Salman Siddiqui February 01, 2019

KARACHI: Moody’s - one of three big global credit rating agencies - has termed the Pakistan Tehreek-e-Insaf (PTI) government’s second mini-budget positive for manufacturing and export-oriented sectors, which will lend much-needed support to enhancing the country’s foreign income and curb the current account deficit (CAD).

The US-based rating agency, however, stated that new budgetary measures weakened the government’s income generation side as tax incentives awarded to industries and the agriculture sector further toughened the challenge of achieving the tax revenue collection target of Rs4.398 trillion. Accordingly, the budget deficit is expected to remain high.

“While the mini-budget will bolster the export sector, there is a greater risk of fiscal slippage and slower fiscal consolidation in the absence of additional revenue-raising measures,” the rating agency said on Thursday in a commentary on the second mini-budget which Finance Minister Asad Umar presented last week.

Last year in June, the agency downgraded Pakistan’s credit rating to ‘B3 negative’ from ‘stable’ after it found that the country’s foreign currency reserves were insufficient to pay back foreign debt.

The latest commentary suggested that foreign currency reserves were inclined to improve, which might lead the credit rating body to consider revising upwards the country’s credit rating going forward.  The agency, however, failed to provide any statement on the future credit rating of the country.

“Specific measures taken in the latest mini-budget include reduction in import customs duties on essential raw material and machinery, abolition of tax on retained earnings and incentives for the agriculture sector, which accounts for around 20% of the country’s exports,” it said.

If effective, the new budgetary measures will aid Pakistan’s manufacturing sector, fostering export and import substitution, and help narrow the current account deficit.
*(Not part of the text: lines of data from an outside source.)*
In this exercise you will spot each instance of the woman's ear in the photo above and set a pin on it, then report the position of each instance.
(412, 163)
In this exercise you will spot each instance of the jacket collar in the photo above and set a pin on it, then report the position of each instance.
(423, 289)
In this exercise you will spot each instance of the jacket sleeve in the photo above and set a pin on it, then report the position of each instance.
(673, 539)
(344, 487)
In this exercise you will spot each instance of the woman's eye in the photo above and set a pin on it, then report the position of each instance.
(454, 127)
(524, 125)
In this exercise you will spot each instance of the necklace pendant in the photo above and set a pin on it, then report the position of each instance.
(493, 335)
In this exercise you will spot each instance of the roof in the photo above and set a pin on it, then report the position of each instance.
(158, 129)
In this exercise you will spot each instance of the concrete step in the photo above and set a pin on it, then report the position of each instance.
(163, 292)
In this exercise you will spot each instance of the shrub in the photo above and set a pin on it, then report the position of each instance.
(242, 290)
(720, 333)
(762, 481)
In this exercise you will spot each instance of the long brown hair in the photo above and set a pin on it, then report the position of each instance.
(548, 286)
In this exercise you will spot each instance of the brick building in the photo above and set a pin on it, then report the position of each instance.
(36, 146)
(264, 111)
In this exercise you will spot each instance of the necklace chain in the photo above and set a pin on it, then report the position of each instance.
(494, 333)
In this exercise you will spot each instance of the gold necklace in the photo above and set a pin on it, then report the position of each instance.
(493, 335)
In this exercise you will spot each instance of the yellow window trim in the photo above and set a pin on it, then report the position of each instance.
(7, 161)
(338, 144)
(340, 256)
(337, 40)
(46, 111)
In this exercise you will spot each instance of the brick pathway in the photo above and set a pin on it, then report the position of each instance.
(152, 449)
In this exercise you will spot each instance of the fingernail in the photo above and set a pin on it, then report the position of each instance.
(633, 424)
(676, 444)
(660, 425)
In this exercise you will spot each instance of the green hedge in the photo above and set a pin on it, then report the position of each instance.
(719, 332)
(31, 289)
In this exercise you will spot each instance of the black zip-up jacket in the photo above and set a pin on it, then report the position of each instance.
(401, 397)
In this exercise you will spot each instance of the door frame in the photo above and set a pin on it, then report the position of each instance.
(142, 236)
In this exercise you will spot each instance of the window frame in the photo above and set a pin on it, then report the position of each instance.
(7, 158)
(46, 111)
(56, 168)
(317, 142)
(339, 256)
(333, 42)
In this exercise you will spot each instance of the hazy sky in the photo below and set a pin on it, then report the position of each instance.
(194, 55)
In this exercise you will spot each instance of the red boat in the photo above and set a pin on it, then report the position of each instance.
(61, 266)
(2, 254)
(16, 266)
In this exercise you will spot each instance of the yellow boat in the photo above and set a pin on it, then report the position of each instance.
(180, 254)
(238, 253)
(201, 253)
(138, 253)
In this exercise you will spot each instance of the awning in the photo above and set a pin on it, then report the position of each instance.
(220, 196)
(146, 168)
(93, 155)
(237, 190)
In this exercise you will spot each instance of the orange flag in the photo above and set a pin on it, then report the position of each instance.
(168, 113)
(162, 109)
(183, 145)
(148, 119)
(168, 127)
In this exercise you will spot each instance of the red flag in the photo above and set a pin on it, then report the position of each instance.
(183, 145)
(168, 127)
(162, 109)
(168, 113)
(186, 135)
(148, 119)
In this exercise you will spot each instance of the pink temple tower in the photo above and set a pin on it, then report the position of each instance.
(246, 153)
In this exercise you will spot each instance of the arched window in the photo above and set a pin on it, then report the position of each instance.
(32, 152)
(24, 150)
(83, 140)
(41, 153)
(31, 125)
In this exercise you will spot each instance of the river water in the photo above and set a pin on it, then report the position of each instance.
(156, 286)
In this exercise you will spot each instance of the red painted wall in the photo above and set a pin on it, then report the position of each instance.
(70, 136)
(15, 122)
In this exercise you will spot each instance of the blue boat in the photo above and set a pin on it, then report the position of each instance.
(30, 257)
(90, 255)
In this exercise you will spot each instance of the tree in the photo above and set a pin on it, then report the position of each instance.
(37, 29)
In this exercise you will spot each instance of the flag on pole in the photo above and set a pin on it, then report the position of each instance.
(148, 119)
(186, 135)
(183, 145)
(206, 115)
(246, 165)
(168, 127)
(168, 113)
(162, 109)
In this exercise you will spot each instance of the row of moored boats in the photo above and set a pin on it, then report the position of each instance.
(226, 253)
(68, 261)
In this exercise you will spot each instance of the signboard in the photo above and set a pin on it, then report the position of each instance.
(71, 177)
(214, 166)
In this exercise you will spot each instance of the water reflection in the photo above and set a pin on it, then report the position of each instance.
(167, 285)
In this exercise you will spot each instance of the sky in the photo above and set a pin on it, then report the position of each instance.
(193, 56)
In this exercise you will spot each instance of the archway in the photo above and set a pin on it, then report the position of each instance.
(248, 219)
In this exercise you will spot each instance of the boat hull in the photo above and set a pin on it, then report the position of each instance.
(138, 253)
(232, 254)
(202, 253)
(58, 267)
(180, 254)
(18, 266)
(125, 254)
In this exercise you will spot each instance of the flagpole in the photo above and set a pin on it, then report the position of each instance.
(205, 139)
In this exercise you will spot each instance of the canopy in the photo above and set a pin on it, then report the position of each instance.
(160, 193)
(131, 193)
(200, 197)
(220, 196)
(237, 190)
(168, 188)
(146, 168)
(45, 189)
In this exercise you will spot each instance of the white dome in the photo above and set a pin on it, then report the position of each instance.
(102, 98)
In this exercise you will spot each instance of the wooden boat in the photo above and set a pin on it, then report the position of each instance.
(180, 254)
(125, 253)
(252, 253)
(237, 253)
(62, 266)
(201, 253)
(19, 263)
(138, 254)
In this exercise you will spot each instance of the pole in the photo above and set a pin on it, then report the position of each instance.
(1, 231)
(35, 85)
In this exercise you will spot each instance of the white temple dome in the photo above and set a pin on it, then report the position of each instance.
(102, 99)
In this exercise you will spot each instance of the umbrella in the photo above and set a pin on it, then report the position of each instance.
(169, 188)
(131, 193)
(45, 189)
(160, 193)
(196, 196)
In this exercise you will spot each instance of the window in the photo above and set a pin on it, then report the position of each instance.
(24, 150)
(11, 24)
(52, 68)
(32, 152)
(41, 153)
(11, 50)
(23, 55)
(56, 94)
However, in the absence of new spending cuts or revenue-raising measures, these steps will keep Pakistan’s budget deficit wider for longer, potentially eroding the credibility of government efforts to achieve fiscal consolidation.

Pakistan’s revenue base was a slim 15.4% of GDP in fiscal year 2018, which ended on June 30, 2018.

The government presented limited revenue-raising measures, primarily taxes on large vehicles and high-end mobile phones. “As a result, the mini-budget places greater weight on improvement in tax administration and spending restraint for the government to meet its deficit target of 5.1% of GDP,” it said.

“We expect the deficit to widen to 6% of GDP in fiscal year 2019 because revenue growth is likely to be below government projections provided slower economic growth and new revenue-based incentives, before gradually narrowing to 5% of GDP by fiscal 2021 as the economy picks up.”

The mini-budget comes in the backdrop of low export growth in the first six months (July-December) of fiscal year 2019, despite the Pakistani rupee’s 25% decline against the US dollar since December 2017. The government was seeking to narrow the current account deficit by reducing some of the tax distortions which exporters face.

“Weak exports aside, Pakistan’s current account dynamics have been largely positive in recent months,” it pointed out. “Remittances rose by 10% year-on-year in US dollar terms in the first half of fiscal year 2019, while goods’ import slowed sharply by around 3% year-on-year as non-fuel goods import contracted.”

“Although we expect the current-account deficit to narrow to 4.7% of GDP in fiscal year 2019 and to 4.2% in fiscal year 2020 from 6.1% in fiscal year 2018, it will remain sizable and wider than in 2013-16 driving Pakistan’s external financing needs.”

Foreign financing

“The government has secured $12 billion in financing from Saudi Arabia and the United Arab Emirates - in each case amounting to $6 billion and divided equally between deposits and deferred oil payments - which is likely to largely cover the country’s net financing needs for fiscal 2019,” Moody’s Investors Service said.

However, a net financing gap beyond fiscal 2019 remains because of the still sizable current account deficit, it said.

Pakistan remains in negotiations with the International Monetary Fund (IMF) over a new programme, which will provide a stable additional source of external financing as well as technical support and assistance on macroeconomic rebalancing and structural reform policies.

Published in The Express Tribune, February 1st, 2019.